Recruitment difficulties also bedevil the industry. In the June quarter of this year, 63 per cent of recruiting manufacturers reported difficulties in filling advertised roles. This is the highest recruitment difficulty rate of any industry and exceeds that reported by constructors – an industry with widely known hiring challenges.
These supply chain and employment pressures have led to a squeeze on manufacturer margins. Manufacturing is highly exposed to competition from imports, and often cannot fully pass on rising costs. This leaves many manufacturers more exposed to cost pressures than most other branches of industry.
In the 2022-23 financial year – the most recent for which sub-industry figures are available – operating margins in Australian manufacturing fell from 8.8 per cent to 7.9 per cent, with nine of thirteen subindustries reporting declines. The three manufacturing subindustries that are directly oriented to consumer markets – food, beverages and TCFs – all saw significant margin declines.
Our manufacturers are feeling the pinch of inflation in the same way as consumers. Indeed, had consumer-oriented manufacturers increased their prices faster to protect their margins, Australia’s cost of living issues would have been even worse.

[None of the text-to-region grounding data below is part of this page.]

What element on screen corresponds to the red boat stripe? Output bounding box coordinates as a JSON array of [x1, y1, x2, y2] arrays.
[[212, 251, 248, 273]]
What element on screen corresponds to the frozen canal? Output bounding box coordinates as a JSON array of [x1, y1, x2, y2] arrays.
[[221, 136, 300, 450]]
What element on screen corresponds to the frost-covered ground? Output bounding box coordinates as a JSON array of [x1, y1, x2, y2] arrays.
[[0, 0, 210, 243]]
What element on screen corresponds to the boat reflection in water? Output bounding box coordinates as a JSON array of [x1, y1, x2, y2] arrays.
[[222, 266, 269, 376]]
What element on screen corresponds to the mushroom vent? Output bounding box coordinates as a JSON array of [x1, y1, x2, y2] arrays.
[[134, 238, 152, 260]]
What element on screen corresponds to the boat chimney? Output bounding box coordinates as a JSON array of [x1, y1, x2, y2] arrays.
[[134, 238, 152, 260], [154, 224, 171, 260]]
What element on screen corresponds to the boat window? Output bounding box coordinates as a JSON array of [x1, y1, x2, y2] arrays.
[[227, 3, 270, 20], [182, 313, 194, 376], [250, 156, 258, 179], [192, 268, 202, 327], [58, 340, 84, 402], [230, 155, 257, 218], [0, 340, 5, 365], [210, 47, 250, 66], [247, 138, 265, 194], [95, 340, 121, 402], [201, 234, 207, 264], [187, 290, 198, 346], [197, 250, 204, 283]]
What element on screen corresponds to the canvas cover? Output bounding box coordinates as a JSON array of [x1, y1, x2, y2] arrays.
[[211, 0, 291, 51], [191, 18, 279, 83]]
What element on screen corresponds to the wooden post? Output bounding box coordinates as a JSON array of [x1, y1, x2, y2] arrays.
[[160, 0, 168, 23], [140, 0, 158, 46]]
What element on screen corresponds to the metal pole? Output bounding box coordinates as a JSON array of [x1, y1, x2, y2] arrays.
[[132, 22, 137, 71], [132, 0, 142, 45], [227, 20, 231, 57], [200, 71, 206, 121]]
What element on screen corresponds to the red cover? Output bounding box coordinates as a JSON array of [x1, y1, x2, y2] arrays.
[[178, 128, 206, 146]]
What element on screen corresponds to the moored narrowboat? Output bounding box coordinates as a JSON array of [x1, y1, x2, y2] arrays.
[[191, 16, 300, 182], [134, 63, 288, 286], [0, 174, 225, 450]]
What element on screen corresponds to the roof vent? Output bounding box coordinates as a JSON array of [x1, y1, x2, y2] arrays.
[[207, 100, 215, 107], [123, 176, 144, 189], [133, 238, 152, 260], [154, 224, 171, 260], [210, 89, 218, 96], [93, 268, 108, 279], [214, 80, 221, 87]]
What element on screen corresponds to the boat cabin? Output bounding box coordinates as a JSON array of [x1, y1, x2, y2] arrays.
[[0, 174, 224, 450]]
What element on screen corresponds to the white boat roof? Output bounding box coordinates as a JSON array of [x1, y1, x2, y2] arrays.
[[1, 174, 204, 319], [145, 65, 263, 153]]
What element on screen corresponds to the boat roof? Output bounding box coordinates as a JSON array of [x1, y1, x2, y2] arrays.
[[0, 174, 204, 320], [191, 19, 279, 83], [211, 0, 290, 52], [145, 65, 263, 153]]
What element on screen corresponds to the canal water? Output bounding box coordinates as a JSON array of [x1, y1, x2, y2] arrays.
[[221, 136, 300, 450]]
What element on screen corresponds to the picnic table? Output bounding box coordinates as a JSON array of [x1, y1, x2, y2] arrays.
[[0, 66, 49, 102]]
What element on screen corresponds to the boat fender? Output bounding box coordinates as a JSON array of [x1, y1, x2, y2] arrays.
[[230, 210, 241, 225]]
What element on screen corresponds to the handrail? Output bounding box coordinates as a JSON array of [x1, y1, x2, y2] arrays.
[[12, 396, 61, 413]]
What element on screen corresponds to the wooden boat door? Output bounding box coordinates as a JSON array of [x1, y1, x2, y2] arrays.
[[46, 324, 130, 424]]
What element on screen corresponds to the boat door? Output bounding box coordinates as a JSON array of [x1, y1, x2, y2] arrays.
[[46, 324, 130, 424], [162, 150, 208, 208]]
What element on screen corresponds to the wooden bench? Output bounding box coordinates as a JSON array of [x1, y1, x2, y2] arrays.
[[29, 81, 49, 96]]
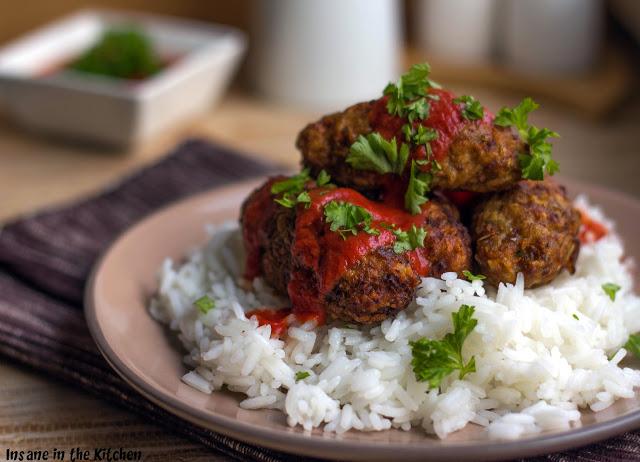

This points to the need for a new discussion in Australia on how to best manage these pressures. Attempts to play the blame game, and scapegoat certain businesses or industries, fail to recognise that high inflation hurts households and businesses alike.
A more productive approach is to address the root causes for price rises across our economy as a whole.
Addressing workforce issues is an important place to start. Skills shortages, unfilled jobs and high wages growth all drive extra cost into the industries that supply goods and services to Australian households. A more efficient, flexible and balanced labour market would go a long way to easing these pressures.
Yet the Government’s recent legislative changes to the industrial relations system are moving in the wrong direction. Whether for casual employment, labour hire, digital jobs and more besides, these reforms have introduced rigidities which raise cost and make life harder for employers – to say nothing of their impact on productivity, or our competitiveness in a more challenging global economy.
Cost of doing business pressures are making our cost of living crisis worse. It’s time that we take a mature and holistic approach to fighting inflation that helps both industry and households alike.